A letter drifted through my letterbox from Bristol City Council.
Now, I’d consider myself to be a reasonably literate and educated person. I’m no brain of Britain, but as a word weaver, it takes a lot for me to struggle to interpret a piece of writing. However, this particular letter is epic…
All I can deduce from this letter is that as I am not a landlord or a tenant, this probably does not apply to me – thank goodness! If it did I’d be a gibbering wreck trying to penetrate this horrible lump of meaningless words.
It’s almost as if the council have made it deliberately difficult to understand so people don’t bother to get involved with the consultation!?
I hate jargon!
That’s why ‘J’ is for ‘Jargon’ on my A to Z of Blogging.

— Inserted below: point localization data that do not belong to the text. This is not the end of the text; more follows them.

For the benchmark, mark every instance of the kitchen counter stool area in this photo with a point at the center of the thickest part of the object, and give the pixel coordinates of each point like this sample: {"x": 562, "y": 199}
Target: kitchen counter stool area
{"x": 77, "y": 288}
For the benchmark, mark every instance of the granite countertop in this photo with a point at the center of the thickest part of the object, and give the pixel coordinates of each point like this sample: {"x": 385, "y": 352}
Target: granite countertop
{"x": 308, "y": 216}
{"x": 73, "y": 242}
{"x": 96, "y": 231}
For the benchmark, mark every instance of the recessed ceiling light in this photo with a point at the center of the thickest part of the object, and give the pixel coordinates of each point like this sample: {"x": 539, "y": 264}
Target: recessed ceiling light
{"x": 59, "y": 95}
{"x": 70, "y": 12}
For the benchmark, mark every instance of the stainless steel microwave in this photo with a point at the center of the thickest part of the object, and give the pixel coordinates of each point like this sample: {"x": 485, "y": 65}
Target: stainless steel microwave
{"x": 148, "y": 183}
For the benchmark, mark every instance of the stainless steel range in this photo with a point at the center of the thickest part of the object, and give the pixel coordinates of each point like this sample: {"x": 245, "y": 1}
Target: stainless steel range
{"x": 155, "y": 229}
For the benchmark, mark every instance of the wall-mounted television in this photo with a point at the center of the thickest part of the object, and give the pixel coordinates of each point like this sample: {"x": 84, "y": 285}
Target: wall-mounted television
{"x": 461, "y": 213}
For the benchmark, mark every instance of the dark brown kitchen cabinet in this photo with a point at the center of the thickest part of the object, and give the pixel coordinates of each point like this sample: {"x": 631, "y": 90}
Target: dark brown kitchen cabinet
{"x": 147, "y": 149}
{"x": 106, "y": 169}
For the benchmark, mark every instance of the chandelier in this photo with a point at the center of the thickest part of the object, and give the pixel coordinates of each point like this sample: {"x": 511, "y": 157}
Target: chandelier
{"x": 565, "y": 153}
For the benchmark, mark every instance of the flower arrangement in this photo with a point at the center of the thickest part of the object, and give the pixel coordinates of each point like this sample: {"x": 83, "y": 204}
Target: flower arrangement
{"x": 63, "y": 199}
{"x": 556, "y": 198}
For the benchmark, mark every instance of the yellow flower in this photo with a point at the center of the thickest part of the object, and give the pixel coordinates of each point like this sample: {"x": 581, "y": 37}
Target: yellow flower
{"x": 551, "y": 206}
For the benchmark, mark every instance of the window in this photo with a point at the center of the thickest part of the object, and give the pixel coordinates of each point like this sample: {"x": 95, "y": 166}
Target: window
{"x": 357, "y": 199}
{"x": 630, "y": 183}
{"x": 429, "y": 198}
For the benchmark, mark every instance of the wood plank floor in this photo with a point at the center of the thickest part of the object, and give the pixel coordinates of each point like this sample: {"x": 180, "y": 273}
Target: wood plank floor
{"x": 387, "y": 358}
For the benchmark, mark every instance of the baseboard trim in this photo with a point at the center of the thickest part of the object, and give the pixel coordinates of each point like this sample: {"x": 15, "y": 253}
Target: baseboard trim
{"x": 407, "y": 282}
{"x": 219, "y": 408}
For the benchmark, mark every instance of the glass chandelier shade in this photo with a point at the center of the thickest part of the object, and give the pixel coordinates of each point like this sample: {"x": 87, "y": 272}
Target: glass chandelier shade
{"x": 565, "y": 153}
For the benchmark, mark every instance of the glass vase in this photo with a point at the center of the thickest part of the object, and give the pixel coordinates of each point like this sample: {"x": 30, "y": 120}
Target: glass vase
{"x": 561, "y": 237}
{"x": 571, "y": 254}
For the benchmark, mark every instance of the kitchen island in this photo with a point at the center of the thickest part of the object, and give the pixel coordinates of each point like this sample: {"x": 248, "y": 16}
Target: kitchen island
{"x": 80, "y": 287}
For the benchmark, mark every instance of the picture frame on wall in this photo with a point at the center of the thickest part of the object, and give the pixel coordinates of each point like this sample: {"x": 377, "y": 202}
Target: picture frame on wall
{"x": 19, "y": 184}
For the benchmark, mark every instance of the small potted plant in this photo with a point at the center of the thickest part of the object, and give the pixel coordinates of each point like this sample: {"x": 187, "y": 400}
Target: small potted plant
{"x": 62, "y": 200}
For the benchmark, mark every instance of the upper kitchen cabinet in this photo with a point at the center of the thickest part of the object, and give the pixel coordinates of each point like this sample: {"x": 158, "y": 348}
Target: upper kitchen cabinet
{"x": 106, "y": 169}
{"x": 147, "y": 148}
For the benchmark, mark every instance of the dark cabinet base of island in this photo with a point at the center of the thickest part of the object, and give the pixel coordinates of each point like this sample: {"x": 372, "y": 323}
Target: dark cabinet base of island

Trying to impress us with your verbosity and acronyms isn’t big and it isn’t clever. Stop it!
If you can’t get your point across without using it, what value are you actually adding?
If you can’t say it in simple English, frankly, don’t bother saying it!
Einstein is quoted as saying, “If you can’t explain it to a six-year-old, you don’t understand it.”
Go Jargon-Free
Writing Jargon-free is not about dumbing down your message, it’s about making it accessible to your audience.
The language, terminology, acronyms and corporate code you use within your organisation doesn’t make sense to people outside of that bubble.
Ordinary humans don’t push on envelopes or let their thoughts out of boxes!
In fact, even within organisations, assuming people know the acronyms and jargon you use is asking for a communications breakdown!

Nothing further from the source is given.